By Isheka Harrison
“Can you be black and depressed?” When that question was posed by one of my college classmates on Facebook, some people thought it was a no-brainer.
She got responses like, “Of course!” “Absolutely!” and even side eye emojis.
However when Tiffany Belton wrote that, I knew her question was really a statement.
And Belton confirmed it when she posted in the comments:
“… According to my timeline, you can’t. … I know better but I want to know WHY people think like this?! … Serious question. People seem to think that we’re made of stone and that the hardships of our past have made us resilient beyond emotion.”
In the wake of the tragic murder of Robert Godwin Sr. by Steve Stephens that was uploaded and shared excessively on Facebook, the conversation concerning blacks and mental health has ramped up again.
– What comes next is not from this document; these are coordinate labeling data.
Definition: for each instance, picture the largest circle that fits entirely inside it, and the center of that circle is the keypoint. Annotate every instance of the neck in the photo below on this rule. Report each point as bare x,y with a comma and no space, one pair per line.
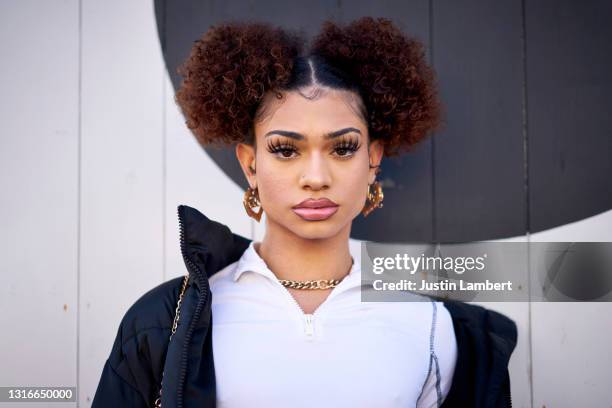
292,257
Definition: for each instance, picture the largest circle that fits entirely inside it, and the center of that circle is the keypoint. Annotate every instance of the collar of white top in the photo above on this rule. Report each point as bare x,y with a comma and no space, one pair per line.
251,261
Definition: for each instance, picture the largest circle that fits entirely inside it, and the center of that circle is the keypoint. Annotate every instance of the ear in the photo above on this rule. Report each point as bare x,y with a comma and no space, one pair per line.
246,157
376,149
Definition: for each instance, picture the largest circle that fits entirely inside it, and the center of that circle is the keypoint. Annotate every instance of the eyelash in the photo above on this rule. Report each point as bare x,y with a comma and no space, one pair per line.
276,147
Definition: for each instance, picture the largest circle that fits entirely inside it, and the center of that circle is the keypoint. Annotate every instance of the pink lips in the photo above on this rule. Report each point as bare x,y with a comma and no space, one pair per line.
316,210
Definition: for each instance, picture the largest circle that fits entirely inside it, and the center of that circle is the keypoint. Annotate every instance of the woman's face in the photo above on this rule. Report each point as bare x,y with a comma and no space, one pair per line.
311,149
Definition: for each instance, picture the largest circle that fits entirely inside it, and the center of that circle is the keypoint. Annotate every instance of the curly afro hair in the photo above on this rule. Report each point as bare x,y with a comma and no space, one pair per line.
235,64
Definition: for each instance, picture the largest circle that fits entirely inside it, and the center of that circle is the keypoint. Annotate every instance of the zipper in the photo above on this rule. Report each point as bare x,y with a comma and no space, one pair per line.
309,324
191,267
308,318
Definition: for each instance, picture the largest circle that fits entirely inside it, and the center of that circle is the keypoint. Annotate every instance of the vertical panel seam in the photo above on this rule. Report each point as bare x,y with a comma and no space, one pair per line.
162,40
527,196
434,220
79,181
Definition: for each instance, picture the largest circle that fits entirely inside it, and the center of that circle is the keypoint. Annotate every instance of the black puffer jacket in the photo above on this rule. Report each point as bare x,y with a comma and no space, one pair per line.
141,350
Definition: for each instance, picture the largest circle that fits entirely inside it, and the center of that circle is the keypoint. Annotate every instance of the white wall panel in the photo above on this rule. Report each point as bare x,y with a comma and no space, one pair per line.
39,182
122,172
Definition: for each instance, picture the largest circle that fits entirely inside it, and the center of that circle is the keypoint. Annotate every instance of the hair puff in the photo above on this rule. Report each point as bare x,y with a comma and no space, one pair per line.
227,74
397,84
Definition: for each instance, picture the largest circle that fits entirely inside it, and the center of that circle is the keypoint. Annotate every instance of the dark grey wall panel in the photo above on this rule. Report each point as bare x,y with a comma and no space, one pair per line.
569,65
478,157
526,92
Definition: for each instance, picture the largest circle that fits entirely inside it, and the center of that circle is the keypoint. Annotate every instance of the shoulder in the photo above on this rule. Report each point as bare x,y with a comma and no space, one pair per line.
154,309
146,324
476,318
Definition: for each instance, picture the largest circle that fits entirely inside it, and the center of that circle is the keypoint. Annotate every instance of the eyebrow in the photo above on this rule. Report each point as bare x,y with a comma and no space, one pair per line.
299,136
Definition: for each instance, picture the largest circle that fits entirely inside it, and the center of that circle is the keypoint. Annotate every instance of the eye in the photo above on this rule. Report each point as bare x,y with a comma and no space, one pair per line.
282,150
346,148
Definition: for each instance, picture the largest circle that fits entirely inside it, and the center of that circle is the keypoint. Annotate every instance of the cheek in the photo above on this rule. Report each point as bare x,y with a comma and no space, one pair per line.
273,188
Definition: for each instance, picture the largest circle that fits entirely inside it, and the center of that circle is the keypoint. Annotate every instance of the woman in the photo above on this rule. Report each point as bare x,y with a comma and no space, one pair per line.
280,322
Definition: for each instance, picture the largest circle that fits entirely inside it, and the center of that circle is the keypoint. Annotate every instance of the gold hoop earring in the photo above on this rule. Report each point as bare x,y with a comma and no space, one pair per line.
250,201
374,198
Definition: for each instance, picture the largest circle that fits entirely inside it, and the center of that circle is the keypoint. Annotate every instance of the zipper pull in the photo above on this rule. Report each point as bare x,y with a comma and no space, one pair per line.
309,327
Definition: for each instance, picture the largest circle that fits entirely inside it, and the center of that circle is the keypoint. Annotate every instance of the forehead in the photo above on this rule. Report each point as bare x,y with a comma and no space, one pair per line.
326,112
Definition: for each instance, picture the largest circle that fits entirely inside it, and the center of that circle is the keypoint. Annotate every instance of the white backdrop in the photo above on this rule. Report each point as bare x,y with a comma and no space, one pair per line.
95,158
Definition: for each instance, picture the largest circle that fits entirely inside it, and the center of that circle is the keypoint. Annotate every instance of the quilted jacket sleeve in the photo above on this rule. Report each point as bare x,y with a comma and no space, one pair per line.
115,391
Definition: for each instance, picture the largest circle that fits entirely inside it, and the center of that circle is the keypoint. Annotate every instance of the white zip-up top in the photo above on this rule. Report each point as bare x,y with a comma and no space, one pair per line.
268,352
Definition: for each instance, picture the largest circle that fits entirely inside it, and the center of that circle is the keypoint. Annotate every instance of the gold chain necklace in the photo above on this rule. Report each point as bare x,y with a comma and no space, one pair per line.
314,284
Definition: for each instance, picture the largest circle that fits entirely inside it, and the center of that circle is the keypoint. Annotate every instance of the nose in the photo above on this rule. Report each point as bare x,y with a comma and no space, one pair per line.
316,173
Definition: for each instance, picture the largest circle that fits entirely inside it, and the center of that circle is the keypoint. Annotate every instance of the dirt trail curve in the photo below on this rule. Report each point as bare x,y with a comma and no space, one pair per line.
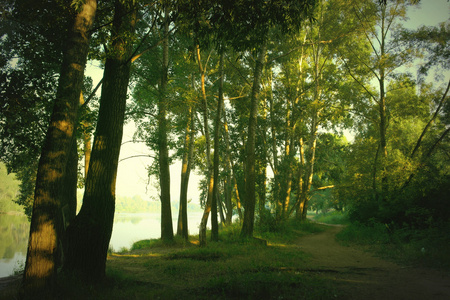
360,275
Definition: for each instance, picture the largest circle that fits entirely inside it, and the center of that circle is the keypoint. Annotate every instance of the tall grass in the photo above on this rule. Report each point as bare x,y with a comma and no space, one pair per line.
333,217
425,247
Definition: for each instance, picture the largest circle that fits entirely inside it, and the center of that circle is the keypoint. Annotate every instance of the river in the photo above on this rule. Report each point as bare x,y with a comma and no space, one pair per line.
128,228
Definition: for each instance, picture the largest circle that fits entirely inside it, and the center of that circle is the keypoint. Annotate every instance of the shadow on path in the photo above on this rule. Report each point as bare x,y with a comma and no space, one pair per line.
360,275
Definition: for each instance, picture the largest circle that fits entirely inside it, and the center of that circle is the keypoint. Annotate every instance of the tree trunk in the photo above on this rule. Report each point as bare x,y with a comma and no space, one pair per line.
207,210
299,205
382,107
89,234
250,174
164,166
231,174
214,223
182,229
40,267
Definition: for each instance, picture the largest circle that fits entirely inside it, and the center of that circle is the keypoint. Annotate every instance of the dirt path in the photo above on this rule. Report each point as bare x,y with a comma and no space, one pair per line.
360,275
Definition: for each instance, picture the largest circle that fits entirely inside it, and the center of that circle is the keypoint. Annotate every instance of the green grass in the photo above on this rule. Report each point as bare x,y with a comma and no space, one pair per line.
334,217
232,268
425,247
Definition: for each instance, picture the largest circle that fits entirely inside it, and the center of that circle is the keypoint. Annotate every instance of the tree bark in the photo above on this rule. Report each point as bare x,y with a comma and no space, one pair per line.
182,229
89,234
231,175
214,223
250,174
40,267
207,210
164,166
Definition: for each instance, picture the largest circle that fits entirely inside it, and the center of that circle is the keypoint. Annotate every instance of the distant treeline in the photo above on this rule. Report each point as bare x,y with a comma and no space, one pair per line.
135,204
9,188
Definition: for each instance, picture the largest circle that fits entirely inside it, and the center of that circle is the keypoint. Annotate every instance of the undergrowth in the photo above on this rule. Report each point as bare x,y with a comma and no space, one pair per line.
420,247
334,217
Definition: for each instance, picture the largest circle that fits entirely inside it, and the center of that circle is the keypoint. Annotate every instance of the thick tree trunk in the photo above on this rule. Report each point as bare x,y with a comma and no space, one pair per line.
164,166
40,267
89,234
250,174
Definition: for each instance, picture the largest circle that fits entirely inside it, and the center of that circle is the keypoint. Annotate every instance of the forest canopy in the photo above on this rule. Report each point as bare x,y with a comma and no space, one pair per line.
255,96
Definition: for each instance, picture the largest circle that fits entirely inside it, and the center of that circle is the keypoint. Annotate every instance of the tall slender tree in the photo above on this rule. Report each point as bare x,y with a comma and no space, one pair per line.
40,268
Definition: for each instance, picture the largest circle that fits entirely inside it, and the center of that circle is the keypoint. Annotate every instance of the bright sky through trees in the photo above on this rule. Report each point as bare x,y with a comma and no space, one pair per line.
132,174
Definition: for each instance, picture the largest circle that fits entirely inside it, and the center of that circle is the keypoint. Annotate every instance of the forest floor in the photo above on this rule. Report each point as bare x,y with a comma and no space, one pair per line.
309,266
360,275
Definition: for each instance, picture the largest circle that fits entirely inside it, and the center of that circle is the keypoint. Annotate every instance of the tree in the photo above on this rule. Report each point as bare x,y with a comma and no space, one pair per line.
40,268
90,232
385,58
164,172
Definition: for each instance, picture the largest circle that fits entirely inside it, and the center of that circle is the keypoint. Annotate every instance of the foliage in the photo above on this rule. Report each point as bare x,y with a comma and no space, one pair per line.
333,217
9,188
420,247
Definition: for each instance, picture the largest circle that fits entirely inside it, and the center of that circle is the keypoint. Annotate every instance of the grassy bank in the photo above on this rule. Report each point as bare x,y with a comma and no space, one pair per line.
425,247
232,268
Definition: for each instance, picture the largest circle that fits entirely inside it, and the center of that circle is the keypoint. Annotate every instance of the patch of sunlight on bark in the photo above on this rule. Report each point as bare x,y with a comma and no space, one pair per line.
44,244
65,127
77,67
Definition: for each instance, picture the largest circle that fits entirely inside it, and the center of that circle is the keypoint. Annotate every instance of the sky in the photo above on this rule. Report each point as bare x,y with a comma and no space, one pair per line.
132,176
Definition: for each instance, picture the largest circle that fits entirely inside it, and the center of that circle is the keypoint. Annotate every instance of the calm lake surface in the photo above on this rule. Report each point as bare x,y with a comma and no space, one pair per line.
128,228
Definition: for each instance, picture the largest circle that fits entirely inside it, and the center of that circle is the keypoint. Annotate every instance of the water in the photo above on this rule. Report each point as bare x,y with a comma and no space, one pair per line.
128,228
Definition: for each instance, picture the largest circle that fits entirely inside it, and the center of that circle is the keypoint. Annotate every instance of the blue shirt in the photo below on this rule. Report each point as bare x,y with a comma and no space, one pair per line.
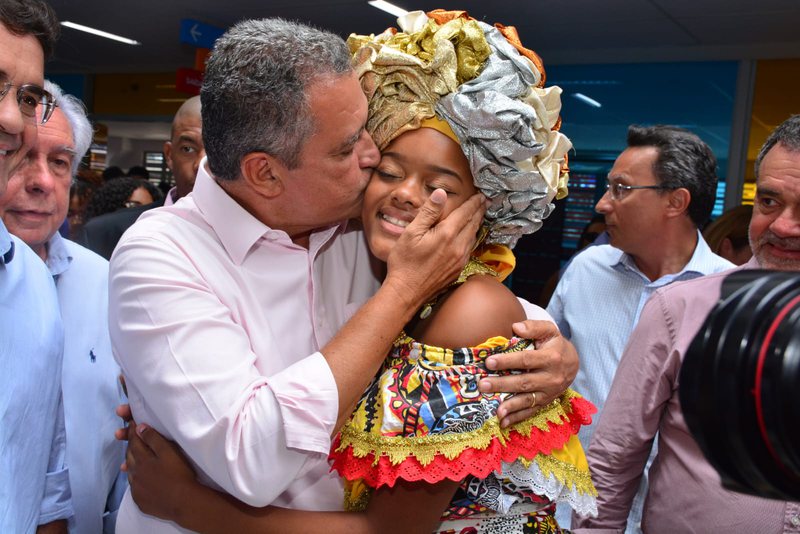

But there is a prevailing belief that black folks can “just pray about it” and all of their mental health issues will melt away.
For those of you who know me, you know I’m a ‘bonafide’ Christian, but I beg to differ.
I believe that prayer without works is dead and God has given human beings gifts and talents to help one another.
So why is it so difficult for black people to seek out the help they need?
“It’s okay to not be okay. It’s not okay to stay that way.”
Could it be the reason black people stay in the chains of mental and emotional sickness is because many don’t understand that statement made by Pastor Rich Wilkerson Jr. during a young adult church service one night?
In honor of Minority Health Month, we dedicate this special section to the mental, emotional and physical well being of black people across the African Diaspora.
In addition to taking care of one’s mental and emotional health, this section features tips on how to live well at every age.
We’ve all heard the expressions “Black don’t crack.” Or “50 is the new 20.” But it is not enough for us to look like we’re okay because we have ‘good genes,’ we need to actually be okay because we’re living healthy lives.
Many of us take issue with making drastic lifestyle changes because doing so is not easy. However, what is the alternative? Would you rather make a lifestyle change so you can live and enjoy your life or continue with business as usual and slowly waste away?
So many of us neglect our personal health because we are on the daily grind, but the truth is, we could grind better if we were healthier.
It’s time for us to stop contributing to the despairing statistics concerning health and wellness in the black community and make a real attempt to change them by changing our habits.
We believe that we are our brothers and sisters keepers and in order for us to become a holistically healthy community, we must first hold each other accountable to become holistically healthy individuals.
We only get one mind, one body and one spirit. Let’s be sure we are being diligent in caring for them as best we can.